Полковник Чагин был основательным человеком, аккуратистом, даже выстрелил так искусно, что не замарал кровью чистого снега. Только багровое пятно с серым пороховым ободком запечатлелось у него на виске, и темная кровь немного выступила из ноздрей и сразу застыла. Я завидовал ему: цельный человек, каких немного на свете и становится на этом свете все меньше.

Я помолился об упокоении его души, а покинул по языческому обычаю — не оглядываясь.

Иногда ко мне возвращается убеждение, что Чагин просто не захотел становиться обузой, заметив, что рана отнимает силы… Через десять верст никакого большака не нашлось.

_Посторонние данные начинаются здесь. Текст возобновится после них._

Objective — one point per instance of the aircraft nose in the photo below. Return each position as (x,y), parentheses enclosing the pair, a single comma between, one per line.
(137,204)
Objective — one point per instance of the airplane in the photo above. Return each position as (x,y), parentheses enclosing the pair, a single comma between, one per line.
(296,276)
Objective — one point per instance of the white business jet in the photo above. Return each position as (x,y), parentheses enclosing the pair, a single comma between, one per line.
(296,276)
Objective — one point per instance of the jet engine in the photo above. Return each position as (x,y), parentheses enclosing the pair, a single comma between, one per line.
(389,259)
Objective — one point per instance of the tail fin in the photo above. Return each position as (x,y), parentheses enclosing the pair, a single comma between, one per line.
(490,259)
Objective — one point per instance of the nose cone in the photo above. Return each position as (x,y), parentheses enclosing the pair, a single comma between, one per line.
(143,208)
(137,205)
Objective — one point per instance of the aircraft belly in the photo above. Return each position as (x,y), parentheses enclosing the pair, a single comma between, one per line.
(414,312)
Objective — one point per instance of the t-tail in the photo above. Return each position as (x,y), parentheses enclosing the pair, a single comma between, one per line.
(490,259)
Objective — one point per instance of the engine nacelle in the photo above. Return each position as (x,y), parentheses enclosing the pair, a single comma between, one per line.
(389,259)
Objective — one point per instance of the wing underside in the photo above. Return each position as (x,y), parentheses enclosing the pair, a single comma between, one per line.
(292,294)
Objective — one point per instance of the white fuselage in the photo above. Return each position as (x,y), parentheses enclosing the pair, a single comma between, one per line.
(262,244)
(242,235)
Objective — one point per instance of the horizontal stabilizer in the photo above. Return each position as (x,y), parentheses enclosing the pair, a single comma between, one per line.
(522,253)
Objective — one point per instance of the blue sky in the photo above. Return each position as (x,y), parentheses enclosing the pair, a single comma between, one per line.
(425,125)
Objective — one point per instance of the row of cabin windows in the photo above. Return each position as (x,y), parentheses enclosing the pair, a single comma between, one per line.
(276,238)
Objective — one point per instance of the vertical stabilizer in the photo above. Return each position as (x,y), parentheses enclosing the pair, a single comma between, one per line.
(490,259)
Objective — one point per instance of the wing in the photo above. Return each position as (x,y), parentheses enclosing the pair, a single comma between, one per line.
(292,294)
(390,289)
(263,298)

Однако я, порядочный трус по натуре, еще полтора десятка верст промахал безо всякого опасения, что кончу свои дни на морозе, среди волков и красных. Даже провалившись под лед и начав безоговорочно коченеть, я, как ни странно, все еще грезил, что до большака рукой подать… Вот сила убеждения полковника Чагина.

С ледяной купелью в моей памяти сразу соединяются наш последний полковой камелек и предопределенность подпоручика Радзевича. Ведь зачем-то я слез с коня, без всякого ясного намерения пешком спустился с горки и, о чем-то постороннем думая, потоптался то там, то здесь… пока наконец не хрустнуло под ногами, нежно хрустнуло, как вафелька на зубах, и я провалился в ворох раскаленных углей. Всей своей силой напружинившись, мускулы выбросили мое тело наверх.

Под снежным ковриком и ледяной корочкой был скрыт неглубокий, по пояс, незамерзающий бочажок, естественная родниковая запруда.

Одежда стала чугунной в одно мгновение. «Спички!» — лихорадочно вспомнил я, но спички побывали ниже ватерлинии. Я стучал зубами, а кони, раздувая пар, изумленно косились на меня с горки. «Вы сглазили дорогу, полковник! — со злостью подумал я тогда. — Пропадут ваши червонцы. Пропадет ваша Екатерина Глебовна, все пропадем».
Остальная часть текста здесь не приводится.